Hackystat collects sensor data about many different kinds of software engineering processes and products. One way to understand the diversity of information that Hackystat can collect is by the two dimensional grid illustrated in Table 15.1, “Static and dynamic, software and human data”.
Table 15.1. Static and dynamic, software and human data
| Static | Dynamic | |
|---|---|---|
| Software | Size, Complexity, Defects, Test Coverage | Performance, Unit Test outcomes, Build results |
| Human | Experience, Background, Team makeup, other demographic information | Developer behavioral "events" while developing software |
The first dimension classifies sensor data as either "static" or "dynamic". "Static" data refers to properties that can be inferred from inspection of the object being measured while "at rest". "Dynamic" data refers to "behavioral" properties of the object being measured while "in action".
The second dimension classifies the object from which the data is collected. Again, there are two elements in this dimension: "software" or "human".
Given the great variety of process and product data that can be collected by Hackystat, it is clearly useful for the system to provide a way of organizing that information. In Hackystat, this organization is accomplished by sensor data types, which basically specify a set of required fields and a set of optional fields for each instance of sensor data. This level of organization provides several benefits:
It clarifies what information must be collected by the sensor, and what information might be collected by the sensor.
Hackystat client-side code can check to make sure that sensors are collecting the required data before sending it to the server.
Hackystat server-side analyses can be assured of what information is available when processing sensor data of a given type.

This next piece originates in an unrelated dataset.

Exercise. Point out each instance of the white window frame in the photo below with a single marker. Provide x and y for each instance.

Clearly, some sort of data organization is useful, but to motivate the specific way in which SDTs are implemented, it is necessary to also understand the basic way that data is created and processed in Hackystat. Figure 15.1, “ The flow of data in Hackystat ” illustrates the flow of Hackystat data.

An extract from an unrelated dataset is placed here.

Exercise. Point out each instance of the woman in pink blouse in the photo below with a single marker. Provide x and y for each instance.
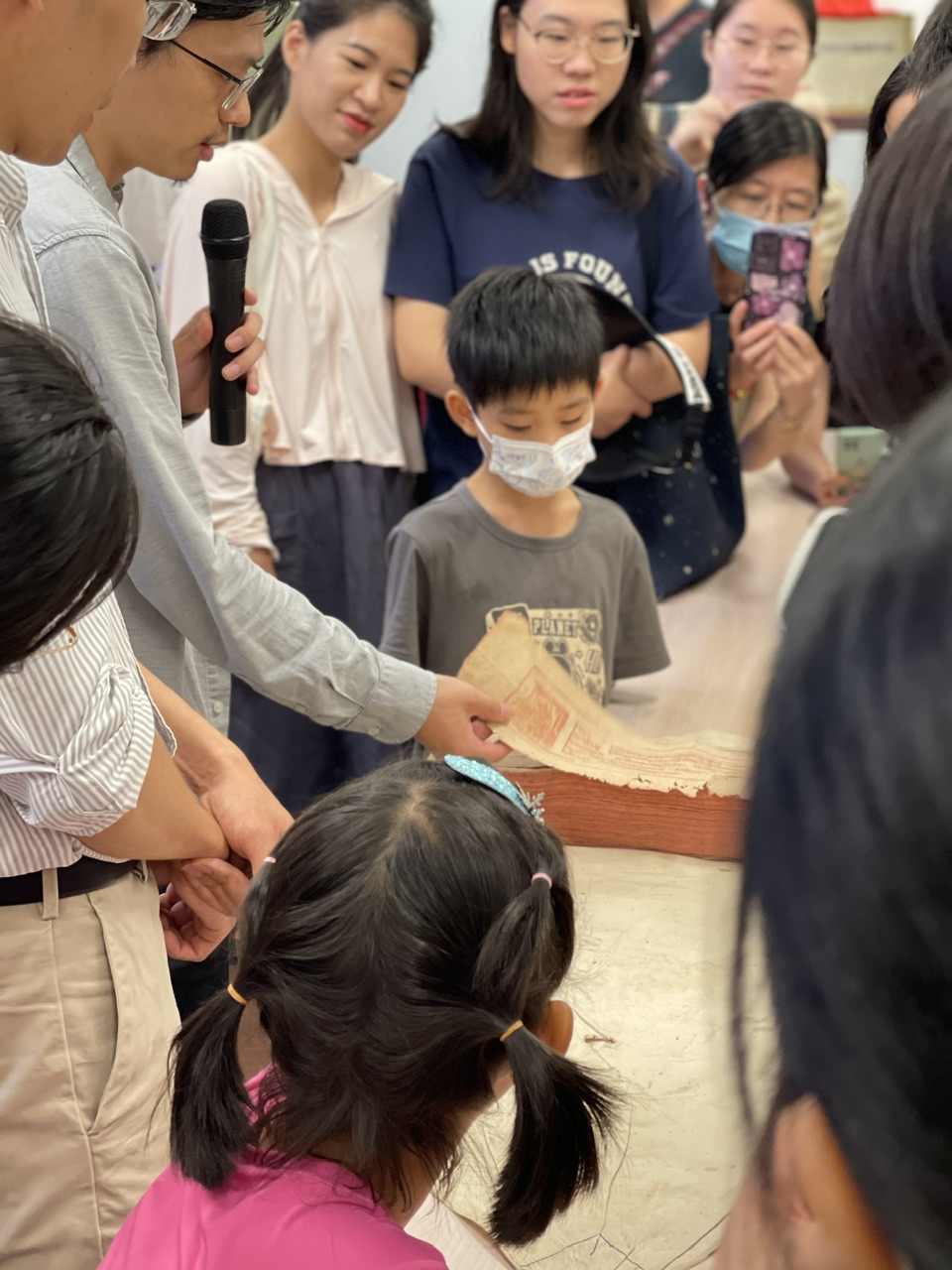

In Hackystat, data is originally generated by the actions of developers as mediated through their interactions with tools in the development environment. Hackystat "sensors" are attached to these tools as "plugins". These sensors generate a stream of sensor data of potentially different types, depending upon the behaviors they observe.

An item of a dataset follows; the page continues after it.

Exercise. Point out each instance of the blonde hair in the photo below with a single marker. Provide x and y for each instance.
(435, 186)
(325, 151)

Once an instance of sensor data is generated, it must be sent across the Internet to the Hackystat server. This involves encoding the sensor data into a String for transmission, and potentially caching the data temporarily on the client side if an Internet connection is not available. In Hackystat, a "middleware" application called "SensorShell" is responsible for relieving the individual sensor plugins from dealing with these issues: the sensors simply pass the sensor data instances to the SensorShell, and it takes care of the details of data transmission. The SensorShell "knows" about the Sensor Data Type definition associated with any instance of sensor data, and can check to make sure that the required fields are present and of the correct type before attempting to send the data to the server. (For more details, see Chapter 16, The SensorShell.)
Once the sensor data has made it across the Internet to the Hackystat server, it must be reconstituted into a sensor data instance and persistently stored for later analysis. Currently, sensor data is persisted to disk in a standardized XML format.
For a variety of reasons (some good, some historical), Hackystat currently eschews the conventional relational database approach to persisting data. Instead, Hackystat stores data in XML format in a subdirectory hierarchy with a standardized layout. In Hackystat, all sensor data is timestamped, and this timestamp is used to organize sensor data into a set of files each containing all the sensor data of a given type for a given day.
For example, assume the developer uses Emacs to open the file foo.java on January 31, 2006, at 4:06pm. This might result in the Emacs tool plugin creating an Activity entry whose timestamp value is "1138723608" (the UTC long value for 1/31/2006 4:06pm); whose tool value is "Emacs"; whose ActivityType value is "Open File"; and whose data value is "foo.java". Once this data is sent to the server, it will be stored in an XML file that might look like the following:
<?xml version="1.0" encoding="UTF-8"?> <sensor> <entry tstamp="1138723608" tool="Emacs" type="Open File" data="foo.java" pMap="0000"/> </sensor>
Note that the contents of an XML file does not contain information regarding the user who generated the data, or even the Sensor Data Type corresponding to this data. This information is encoded into the directory structure created to store and organize the data. Assume this developer's 12 character key was ytjhg34xyzzy, and that the Hackystat server administrator defined the hackystat server storage directory to be c:\hackystatdata. Then the XML file for the SensorData instance of type Activity that holds data for January 31, 2006 would be located in the following file:
c:\hackystatdata\users\ytjhg34xyzzy\data\Activity\2006-01-31.xml
It is hard to get the structure of a sensor data type correct the first time. Over time, as new insights into the appropriate information to be supplied with a sensor data become available, it would be useful to be able to change their structure. To do so successfully, this evolutionary mechanism must solve two problems: (1) the data that has already been received and stored must be upgraded to the new format; and (2) one cannot, in general, assume that users will upgrade their sensors simultaneously with updates to the server. Thus, the "evolved" sensor data type must continue to support the reception of "old" data in prior formats.